La impaciencia y el anhelo le impidieron permanecer parado por más tiempo. Cruzó la puerta y siguió adelante por el camino que recorre el valle de Hinnom. Sin cesar, y con mayor determinación cada vez, se repetía que si estuvieran en Suecia Gertrud se casaría con Gabriel y él, Ingmar, podría seguir su vida solo. «Tal vez, Karin querría volver y convertirse de nuevo en ama de Ingmarsgården -pensó-. Sería lo más apropiado y entonces hasta podría darse el caso de que su hijo heredara la finca. Si Barbro se trasladara al pueblo de su padre, como no está demasiado lejos, podría verla de vez en cuando -se dijo, y prosiguió fraguando planes-: Me llegaría hasta su iglesia cada domingo, y a veces nos encontraríamos en alguna boda o funeral, y entonces podría sentarme a su lado durante el banquete y hablar con ella. Aunque hayamos tenido que divorciarnos, no somos enemigos.»

En un momento dado, Ingmar llegó a plantearse si sería ilícito, por su parte, alegrarse de la desintegración de la colonia. Pero se defendió con pasión ante sí mismo. «Es imposible vivir tanto tiempo entre los colonos sin darse cuenta de que son excelentes personas -pensó-, pero aun así nadie puede querer que esto continúe. ¡Recuerda cuántos de ellos han muerto ya, y todas las persecuciones que han tenido que soportar y la pobreza extrema en la que viven ahora! Sí, a mi entender, y muy especialmente desde que son tan pobres, es deseable que la colonia se disuelva cuanto antes.»

Entretanto, Ingmar había rebasado el valle de Hinnom y continuado subiendo por el camino del monte de la Condena, en la cima del cual se extendían multitud de nuevos edificios palaciegos mezclados con las ruinas más antiguas. Ingmar había avanzado entre los edificios sin pensar dónde estaba; ora se detenía, ora seguía adelante, tal como se suele hacer bajo el influjo de una intensa actividad mental.
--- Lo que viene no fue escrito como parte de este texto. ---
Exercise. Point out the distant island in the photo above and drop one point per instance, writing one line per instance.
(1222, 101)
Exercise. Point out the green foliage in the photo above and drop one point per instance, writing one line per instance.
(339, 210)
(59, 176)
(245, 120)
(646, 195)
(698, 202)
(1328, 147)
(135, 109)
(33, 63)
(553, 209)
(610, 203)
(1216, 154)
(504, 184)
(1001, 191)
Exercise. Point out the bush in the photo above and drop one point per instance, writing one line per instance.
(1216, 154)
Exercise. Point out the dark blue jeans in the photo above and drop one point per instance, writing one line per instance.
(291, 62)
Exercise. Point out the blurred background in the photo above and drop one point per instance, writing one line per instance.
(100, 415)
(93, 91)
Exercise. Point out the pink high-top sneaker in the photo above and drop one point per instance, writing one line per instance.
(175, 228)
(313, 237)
Finalmente se quedó de pie bajo un árbol. Permaneció allí un buen rato antes de fijarse en él. Era bastante alto y distinto del resto de árboles, puesto que sólo tenía ramas en un lado del tronco. Ninguna rama se elevaba hacia arriba sino que formaban una masa compacta y nudosa que señalaba recto hacia el oriente.